According to the FBI Uniform Crime Reports, for the past several years, blacks who represent 13% of the population are the offenders in over 50% of homicides and 50% of robberies nationally. I suppose you can automatically attribute this to institutional racism, and call it a day.
But there are likely a plethora of other factors that play into to this such as almost 3 of 4 black children being born into single parent families which statistically sentences them to more academic failure, increased use of drugs and increased engagement with the criminal justice system. Also black children disportionantly live in large cities with enslavement to the failing inner city public schools. (But giving low income black kids vouchers for school choice is viscerally opposed by the public teacher unions, so that is off limits.)
So yes, police in urban areas have distortionate contact with black offenders and blacks are distortionately represented in the prison population. It's not poverty, because numerically there are many more poor non-black people than black people. But I guess it just easier for everyone to state with authority that this is result of discrimination and excluding any other factors from consideration and never be able to identify and address real root causes.
It's a complex web of causes to be sure, many of them linked to racism and out nation's original sin, but you seem to be hinting at an explanation that goes to something inherent in Black people, but since I don't think you really think that, what ARE you saying here?
I do not claim to have all the answers. But my main point is that it is just a knee-jerk reaction of those on the left and in some segments of the black community to automatically attribute every social ill and bad consequence for blacks to institutional racism. I think that's way too simplistic and excludes behavioral and possibly many other factors.
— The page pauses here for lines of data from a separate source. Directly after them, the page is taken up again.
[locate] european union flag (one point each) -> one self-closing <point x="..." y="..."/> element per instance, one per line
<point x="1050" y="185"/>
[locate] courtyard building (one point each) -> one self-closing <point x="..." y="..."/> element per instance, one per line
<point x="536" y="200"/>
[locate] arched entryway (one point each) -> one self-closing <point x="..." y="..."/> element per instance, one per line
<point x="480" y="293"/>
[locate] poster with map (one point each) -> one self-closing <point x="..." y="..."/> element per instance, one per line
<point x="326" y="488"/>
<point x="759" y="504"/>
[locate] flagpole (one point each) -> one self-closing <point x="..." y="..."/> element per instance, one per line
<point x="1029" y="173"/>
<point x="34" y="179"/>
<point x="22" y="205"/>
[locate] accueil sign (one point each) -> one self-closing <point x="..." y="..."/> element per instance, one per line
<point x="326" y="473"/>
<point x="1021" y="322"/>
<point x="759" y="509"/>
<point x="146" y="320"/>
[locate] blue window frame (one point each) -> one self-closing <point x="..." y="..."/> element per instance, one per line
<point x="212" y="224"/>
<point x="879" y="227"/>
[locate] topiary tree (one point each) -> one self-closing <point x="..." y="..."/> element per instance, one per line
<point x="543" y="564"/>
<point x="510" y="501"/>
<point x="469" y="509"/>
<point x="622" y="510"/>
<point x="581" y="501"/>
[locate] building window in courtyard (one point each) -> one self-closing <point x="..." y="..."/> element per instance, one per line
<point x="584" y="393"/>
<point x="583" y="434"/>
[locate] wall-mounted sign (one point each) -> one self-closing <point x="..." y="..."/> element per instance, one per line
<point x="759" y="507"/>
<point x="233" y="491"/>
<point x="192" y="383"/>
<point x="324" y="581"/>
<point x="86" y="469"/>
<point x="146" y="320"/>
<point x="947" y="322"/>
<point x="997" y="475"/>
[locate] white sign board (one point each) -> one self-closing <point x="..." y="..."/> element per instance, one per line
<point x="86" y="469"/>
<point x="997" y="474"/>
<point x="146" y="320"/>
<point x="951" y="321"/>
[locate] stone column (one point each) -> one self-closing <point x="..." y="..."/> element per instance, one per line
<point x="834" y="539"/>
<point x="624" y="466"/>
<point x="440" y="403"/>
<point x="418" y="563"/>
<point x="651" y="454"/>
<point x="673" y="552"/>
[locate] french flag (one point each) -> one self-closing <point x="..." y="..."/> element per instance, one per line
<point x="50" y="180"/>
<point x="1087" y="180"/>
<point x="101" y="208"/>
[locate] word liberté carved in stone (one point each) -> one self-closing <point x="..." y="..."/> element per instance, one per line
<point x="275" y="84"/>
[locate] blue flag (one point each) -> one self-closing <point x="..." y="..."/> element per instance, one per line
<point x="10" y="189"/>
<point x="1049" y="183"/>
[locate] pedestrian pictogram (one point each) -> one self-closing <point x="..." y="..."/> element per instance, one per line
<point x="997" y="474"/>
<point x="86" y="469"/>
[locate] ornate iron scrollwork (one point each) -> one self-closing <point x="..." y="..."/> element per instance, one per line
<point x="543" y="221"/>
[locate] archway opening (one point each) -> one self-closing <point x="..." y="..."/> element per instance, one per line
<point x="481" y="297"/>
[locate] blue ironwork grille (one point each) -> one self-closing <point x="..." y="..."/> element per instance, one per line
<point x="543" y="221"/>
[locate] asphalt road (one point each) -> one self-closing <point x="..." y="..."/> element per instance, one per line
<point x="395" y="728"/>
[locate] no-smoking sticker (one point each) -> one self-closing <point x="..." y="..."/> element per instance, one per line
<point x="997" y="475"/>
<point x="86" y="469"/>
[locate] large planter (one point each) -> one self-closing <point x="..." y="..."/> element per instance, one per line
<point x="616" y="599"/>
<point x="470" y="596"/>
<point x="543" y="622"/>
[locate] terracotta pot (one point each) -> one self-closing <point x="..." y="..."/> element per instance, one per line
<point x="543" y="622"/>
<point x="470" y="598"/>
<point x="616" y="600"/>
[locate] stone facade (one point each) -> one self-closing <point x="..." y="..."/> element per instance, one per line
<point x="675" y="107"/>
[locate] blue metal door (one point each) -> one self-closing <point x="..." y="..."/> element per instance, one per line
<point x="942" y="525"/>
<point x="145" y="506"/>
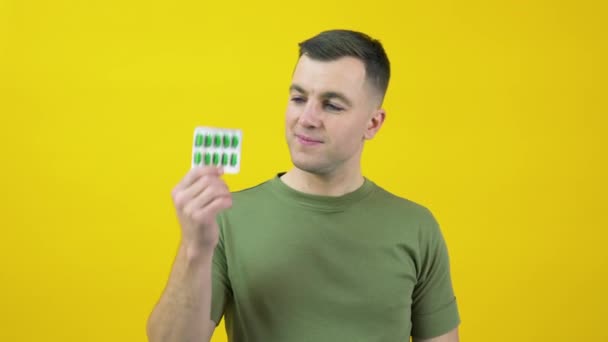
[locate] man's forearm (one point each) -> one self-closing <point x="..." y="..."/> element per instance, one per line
<point x="184" y="309"/>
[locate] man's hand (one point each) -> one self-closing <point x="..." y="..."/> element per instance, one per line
<point x="198" y="198"/>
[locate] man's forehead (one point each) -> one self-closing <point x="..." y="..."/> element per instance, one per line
<point x="345" y="72"/>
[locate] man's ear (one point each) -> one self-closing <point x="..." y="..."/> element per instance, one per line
<point x="374" y="123"/>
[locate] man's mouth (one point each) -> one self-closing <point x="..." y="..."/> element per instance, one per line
<point x="306" y="140"/>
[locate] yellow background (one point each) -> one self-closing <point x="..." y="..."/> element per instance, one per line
<point x="496" y="122"/>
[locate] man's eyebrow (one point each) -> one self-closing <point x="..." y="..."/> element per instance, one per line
<point x="325" y="95"/>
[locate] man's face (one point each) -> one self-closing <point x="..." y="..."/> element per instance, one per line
<point x="331" y="110"/>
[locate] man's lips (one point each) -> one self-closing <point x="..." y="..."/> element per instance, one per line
<point x="306" y="140"/>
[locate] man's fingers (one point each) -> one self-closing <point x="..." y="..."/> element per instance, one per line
<point x="194" y="174"/>
<point x="213" y="208"/>
<point x="215" y="188"/>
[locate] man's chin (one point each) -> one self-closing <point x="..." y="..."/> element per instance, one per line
<point x="315" y="168"/>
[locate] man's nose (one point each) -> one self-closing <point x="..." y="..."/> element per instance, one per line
<point x="310" y="115"/>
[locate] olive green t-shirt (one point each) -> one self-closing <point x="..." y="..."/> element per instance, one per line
<point x="366" y="266"/>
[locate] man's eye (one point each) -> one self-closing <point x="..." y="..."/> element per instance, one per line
<point x="298" y="99"/>
<point x="332" y="107"/>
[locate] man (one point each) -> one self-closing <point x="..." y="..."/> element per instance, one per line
<point x="319" y="253"/>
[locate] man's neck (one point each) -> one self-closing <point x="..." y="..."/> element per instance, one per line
<point x="325" y="185"/>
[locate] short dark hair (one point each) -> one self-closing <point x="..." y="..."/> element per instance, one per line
<point x="334" y="44"/>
Slavery was in fact a very grievous sin and stain on this nation. However, slavery has existed in virtually every society since the beginning of time, and continues to exist in many countries today. But the US is perhaps the only country in the history of the world that fought a civil war to eliminate slavery at the cost of 600,000 overwhelmingly white Union casualties.
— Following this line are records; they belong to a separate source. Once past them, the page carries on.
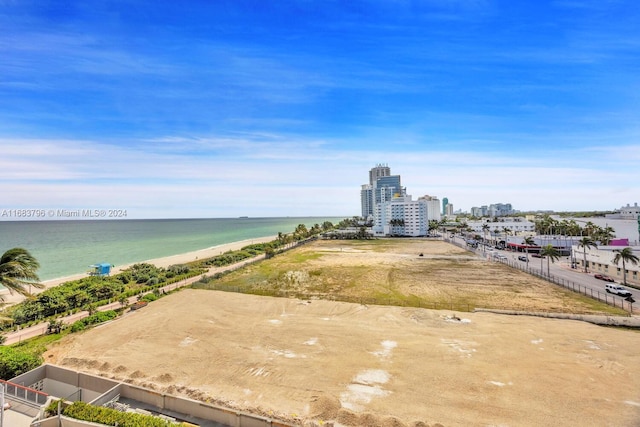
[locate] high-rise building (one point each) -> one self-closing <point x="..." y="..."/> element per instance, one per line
<point x="393" y="212"/>
<point x="401" y="216"/>
<point x="366" y="201"/>
<point x="382" y="186"/>
<point x="378" y="172"/>
<point x="433" y="207"/>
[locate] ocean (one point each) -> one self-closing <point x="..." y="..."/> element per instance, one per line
<point x="65" y="248"/>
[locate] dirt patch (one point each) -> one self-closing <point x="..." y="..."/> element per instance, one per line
<point x="392" y="272"/>
<point x="338" y="362"/>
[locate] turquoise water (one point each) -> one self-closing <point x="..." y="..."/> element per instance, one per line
<point x="65" y="248"/>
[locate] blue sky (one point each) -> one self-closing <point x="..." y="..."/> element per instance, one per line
<point x="229" y="108"/>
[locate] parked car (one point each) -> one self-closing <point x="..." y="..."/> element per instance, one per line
<point x="613" y="288"/>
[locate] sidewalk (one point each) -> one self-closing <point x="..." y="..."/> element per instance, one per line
<point x="41" y="328"/>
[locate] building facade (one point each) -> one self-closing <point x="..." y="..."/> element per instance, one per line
<point x="385" y="202"/>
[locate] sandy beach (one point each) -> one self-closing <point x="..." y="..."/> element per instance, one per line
<point x="10" y="299"/>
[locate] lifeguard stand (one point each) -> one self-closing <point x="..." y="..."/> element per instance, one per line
<point x="102" y="269"/>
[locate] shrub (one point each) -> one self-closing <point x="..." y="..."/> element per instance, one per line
<point x="108" y="416"/>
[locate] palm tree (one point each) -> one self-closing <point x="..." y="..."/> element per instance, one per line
<point x="585" y="243"/>
<point x="18" y="270"/>
<point x="626" y="255"/>
<point x="550" y="253"/>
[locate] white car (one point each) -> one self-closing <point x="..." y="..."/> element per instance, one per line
<point x="614" y="288"/>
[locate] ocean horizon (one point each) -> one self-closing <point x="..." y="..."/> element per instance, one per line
<point x="68" y="247"/>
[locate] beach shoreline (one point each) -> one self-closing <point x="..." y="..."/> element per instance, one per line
<point x="162" y="262"/>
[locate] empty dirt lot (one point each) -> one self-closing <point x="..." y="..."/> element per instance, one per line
<point x="351" y="364"/>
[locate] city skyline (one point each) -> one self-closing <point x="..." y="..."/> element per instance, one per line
<point x="225" y="109"/>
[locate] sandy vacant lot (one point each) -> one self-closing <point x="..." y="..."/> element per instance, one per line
<point x="352" y="364"/>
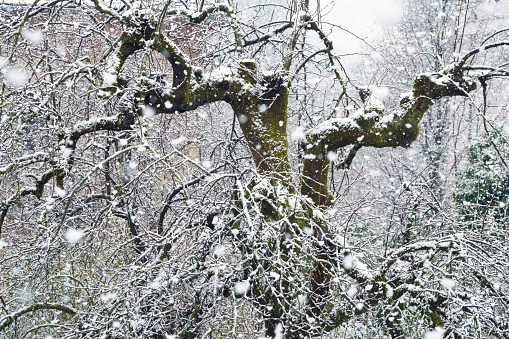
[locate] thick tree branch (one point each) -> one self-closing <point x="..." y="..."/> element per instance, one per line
<point x="10" y="318"/>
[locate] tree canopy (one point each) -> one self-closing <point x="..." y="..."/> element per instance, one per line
<point x="169" y="170"/>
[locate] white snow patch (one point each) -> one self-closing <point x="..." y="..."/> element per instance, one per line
<point x="448" y="284"/>
<point x="16" y="77"/>
<point x="108" y="296"/>
<point x="59" y="191"/>
<point x="437" y="333"/>
<point x="298" y="134"/>
<point x="279" y="334"/>
<point x="349" y="262"/>
<point x="32" y="35"/>
<point x="73" y="235"/>
<point x="352" y="291"/>
<point x="109" y="79"/>
<point x="219" y="250"/>
<point x="241" y="287"/>
<point x="178" y="141"/>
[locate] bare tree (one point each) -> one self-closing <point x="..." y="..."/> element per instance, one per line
<point x="149" y="189"/>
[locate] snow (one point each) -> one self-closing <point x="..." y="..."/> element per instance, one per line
<point x="365" y="18"/>
<point x="241" y="287"/>
<point x="16" y="77"/>
<point x="59" y="191"/>
<point x="279" y="334"/>
<point x="437" y="333"/>
<point x="3" y="244"/>
<point x="298" y="133"/>
<point x="33" y="35"/>
<point x="74" y="235"/>
<point x="448" y="284"/>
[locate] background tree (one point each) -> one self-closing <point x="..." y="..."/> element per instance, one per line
<point x="119" y="219"/>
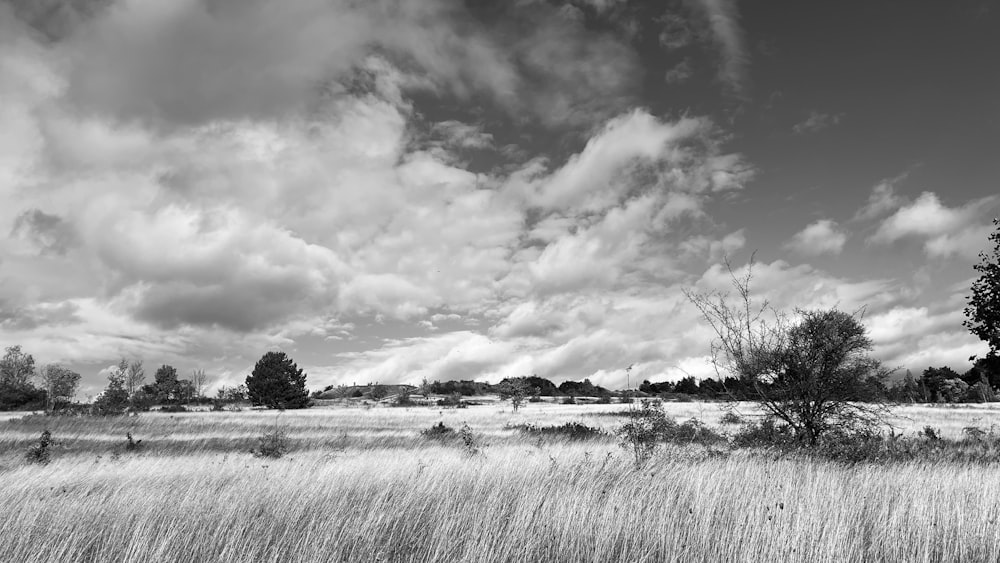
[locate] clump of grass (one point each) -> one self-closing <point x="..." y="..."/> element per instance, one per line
<point x="39" y="453"/>
<point x="570" y="430"/>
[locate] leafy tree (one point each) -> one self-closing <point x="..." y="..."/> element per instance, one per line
<point x="983" y="310"/>
<point x="16" y="390"/>
<point x="811" y="374"/>
<point x="16" y="368"/>
<point x="277" y="383"/>
<point x="114" y="400"/>
<point x="515" y="390"/>
<point x="134" y="377"/>
<point x="60" y="385"/>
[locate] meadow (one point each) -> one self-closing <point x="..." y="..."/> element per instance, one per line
<point x="364" y="484"/>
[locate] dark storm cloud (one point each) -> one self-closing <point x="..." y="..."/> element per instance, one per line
<point x="50" y="233"/>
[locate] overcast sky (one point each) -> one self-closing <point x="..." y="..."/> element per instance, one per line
<point x="397" y="190"/>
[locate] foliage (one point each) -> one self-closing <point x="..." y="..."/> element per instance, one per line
<point x="569" y="430"/>
<point x="515" y="390"/>
<point x="438" y="431"/>
<point x="114" y="400"/>
<point x="646" y="428"/>
<point x="39" y="452"/>
<point x="60" y="385"/>
<point x="16" y="391"/>
<point x="272" y="444"/>
<point x="277" y="383"/>
<point x="470" y="442"/>
<point x="983" y="310"/>
<point x="814" y="374"/>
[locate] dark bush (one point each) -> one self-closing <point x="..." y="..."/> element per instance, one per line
<point x="569" y="430"/>
<point x="273" y="444"/>
<point x="731" y="418"/>
<point x="39" y="452"/>
<point x="437" y="431"/>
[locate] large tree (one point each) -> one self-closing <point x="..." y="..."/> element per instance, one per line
<point x="983" y="312"/>
<point x="277" y="383"/>
<point x="811" y="370"/>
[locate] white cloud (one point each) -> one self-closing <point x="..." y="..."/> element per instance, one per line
<point x="817" y="121"/>
<point x="821" y="237"/>
<point x="945" y="231"/>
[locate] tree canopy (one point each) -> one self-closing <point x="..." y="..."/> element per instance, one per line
<point x="983" y="310"/>
<point x="277" y="383"/>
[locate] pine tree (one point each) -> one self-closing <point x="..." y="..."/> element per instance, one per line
<point x="277" y="383"/>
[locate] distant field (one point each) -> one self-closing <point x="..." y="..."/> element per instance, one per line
<point x="364" y="485"/>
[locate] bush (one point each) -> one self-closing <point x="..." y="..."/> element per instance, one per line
<point x="731" y="418"/>
<point x="569" y="430"/>
<point x="469" y="440"/>
<point x="645" y="429"/>
<point x="273" y="444"/>
<point x="438" y="431"/>
<point x="39" y="453"/>
<point x="768" y="432"/>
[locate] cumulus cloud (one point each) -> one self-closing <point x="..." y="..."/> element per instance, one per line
<point x="882" y="200"/>
<point x="821" y="237"/>
<point x="945" y="231"/>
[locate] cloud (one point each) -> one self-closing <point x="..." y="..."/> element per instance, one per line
<point x="882" y="200"/>
<point x="821" y="237"/>
<point x="945" y="231"/>
<point x="817" y="121"/>
<point x="723" y="20"/>
<point x="679" y="73"/>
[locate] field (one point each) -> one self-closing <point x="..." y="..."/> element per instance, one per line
<point x="364" y="485"/>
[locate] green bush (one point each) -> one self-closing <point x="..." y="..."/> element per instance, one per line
<point x="569" y="430"/>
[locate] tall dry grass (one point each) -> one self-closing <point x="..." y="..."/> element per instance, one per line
<point x="386" y="493"/>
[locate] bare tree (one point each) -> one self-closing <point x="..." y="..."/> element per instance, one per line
<point x="809" y="373"/>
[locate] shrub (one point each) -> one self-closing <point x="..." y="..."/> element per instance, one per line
<point x="767" y="432"/>
<point x="438" y="431"/>
<point x="692" y="431"/>
<point x="645" y="429"/>
<point x="273" y="444"/>
<point x="569" y="430"/>
<point x="731" y="418"/>
<point x="39" y="452"/>
<point x="131" y="444"/>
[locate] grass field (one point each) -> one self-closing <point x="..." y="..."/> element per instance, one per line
<point x="365" y="485"/>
Multiple factors can be true at that same time, and they're cumulative. "Poverty", "lack of fathers", "guns", etc. don't necessarily explain crime individually, but start combining them and bad behavior gets tempting for a small but significant enough percentage. Traditional factors don't explain a wave however, especially during times of historically low poverty and unemployment rates. For that, we can thank social media, police pull back/staffing, prosecutorial discretion changes, the pandemic, and an unhealthy dose of what Thomas Sowell warned about many years ago:
"those promoting visions of cosmic injustices as the cause of all the problems of black Americans have failed to understand the consequences of this vision for young blacks who do not have either the personal experience or the maturity to weigh those words against reality. The net result has been the development of an attitude of hostility to learning or to conforming to ordinary standards of behavior in society".